Mompó, o la alegría
El espíritu festivo del pintor valenciano aportó el contrapunto al signo trágico del arte español de los cincuenta. Su original obra puede revisitarse ahora en una exposición en Madrid
Aunque ya hace mucho que los espacios institucionales dedicados al arte contemporáneo, y por mejor decir, el único de que dispone en ese ámbito el Estado, abdicaran de una función tan propia —en los buenos tiempos fue la principal— como es la de revisitar el reciente pasado español al rescate de nombres y obras que merecen visibilidad y la concreción de su lugar histórico (justamente en ese lugar), no deja de ser una lástima. Una lástima, eso sí, que coincide con la cada vez mayor restricción de su competencia al arte como producción de realidad (lo que Napoleón llamaba “crear el acontecimiento”), tal y como por lo visto apetece el mundo del arte, o sea, lo que el mismo Estado llama “el sector”, dispensando así a esta orientación de toda crítica. El hecho es que el Estado no tiene espacios para recuperaciones y que un artista grande como Manuel Hernández Mompó (Valencia, 1927-Madrid, 1992) no puede ser objeto de su atención. Por eso, una sala como la de Miguel Fernández-Braso puede hacerse fuerte en su vocación museística y convertir esa triste suplencia en la ocasión de mostrarnos una maravilla. Gracias.
Mompó, o la alegría. Mompó es el pintor cuyo espíritu de alegría, de gozo, fiesta y claridad significó el contrapunto a la codificación del arte español de los cincuenta bajo la dominante trágica y brava que fue la propia de sus compañeros de época, Millares o Saura, paradigmáticamente. Y es verdad que esa imagen dramática y desgarrada encontró pronto el éxito internacional porque venía a confirmar una caracteriología española ya asentada como imagen nacional. Pero eso no puede tapar la existencia de una España clara—L’Espagne claire fue el título de la exposición que le dedicó a Mompó el Instituto Cervantes de París en 2015—, en la que estuvieron empeñados no sólo escritores como Azorín, sino artistas que van de Cristóbal Ruiz a Xavier Valls (otro que habría que revisitar), de Caneja a Fernando Zóbel. La exposición chez Braso —aquí vimos por última vez, por ejemplo, pinturas del recientemente fallecido Miguel Ángel Campano— es tan completa en su forzosamente sintético recorrido que nos permite evocar a un Mompó de antes de Mompó, medio humorístico medio clochard (que puede recordarnos, en esa misma cuerda, a Amable Arias: otro rescatable), con su iluminación de farolillo de verbena y su “estilo vidriera”, hasta que a principios de los sesenta comenzara a pintar con blanco luminoso los fondos de las telas. En ese espacio pintado, que por tanto no era un vacío sino una atmósfera, Mompó, ya viajado por Francia, Italia, Holanda, Estados Unidos…; ambulante por Madrid, Valencia, Ibiza…; premiado en Venecia, puso a cantar y bailar sus leves signos, sus ingrávidas manchas de jugosísimos colores, que venían a ser la traducción a pintura de unos infinitos días de fiesta, vino y canción.
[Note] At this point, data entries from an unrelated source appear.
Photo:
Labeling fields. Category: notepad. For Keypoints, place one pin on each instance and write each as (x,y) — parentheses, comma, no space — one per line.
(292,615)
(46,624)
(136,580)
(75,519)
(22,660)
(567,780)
Con todo, la originalidad de Mompó, la diferencia de su pintura en su tiempo y entre sus propios amigos, tiene todo el aire de lo que no ha sido buscado. Le llega, por decirlo así, de dos fuentes al menos; una, la del enorme influjo que Paul Klee tuvo entre los artistas españoles de su juventud; la otra, más antigua si cabe, tiene que ver con una naturalidad que acaso proceda de su muy primera instrucción entre artistas y artesanos de oficio, en la Escuela de Artes valenciana: es esto lo que hace inevitable que, en su caso tan singular, esa especie de alfabeto gráfico en que se decanta su pintura pueda muy bien estar invitándonos a ponerlo en relación con la mano que lo escribe, que lo inscribe en el aire. Una mano amorosa, cordial, hecha a la materia y a la humildad de unos signos primarios, al modo mironiano.
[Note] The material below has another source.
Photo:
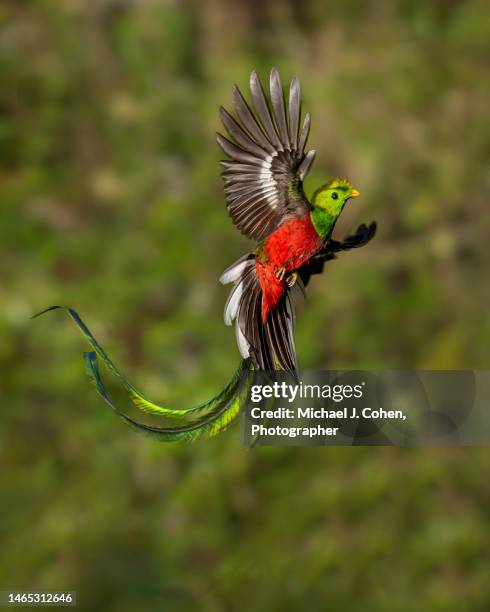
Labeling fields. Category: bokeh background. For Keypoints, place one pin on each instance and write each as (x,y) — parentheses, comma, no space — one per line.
(111,202)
Mompó o la parranda popular, al sol de su playa, al aire del gozo de su huerto, de fiesta en la plaza. (Es muy bonita, a este respecto, la letanía poética que ha tejido en el catálogo Juan Manuel Bonet con los propios títulos de muchos cuadros). Y de ese tránsito hacia la claridad del mediodía hay en esta exposición pinturas y, sobre todo, papeles sencillamente extraordinarios. Y los hay de la década siguiente, de cuando fueron apareciendo, en el espacio flotante, las casi escrituras que seguramente nos levanten otro recuerdo, ahora de Twombly, y que a la postre se hicieron tan características, tan Mompó. Unas manchas o signos apenas insinuados, como huellas en la arena de alguien que baila de puntillas, algo ebrio.
Mompó. Pinturas. 1955-1980. Galería Fernández-Braso. Madrid. Hasta el 10 de noviembre.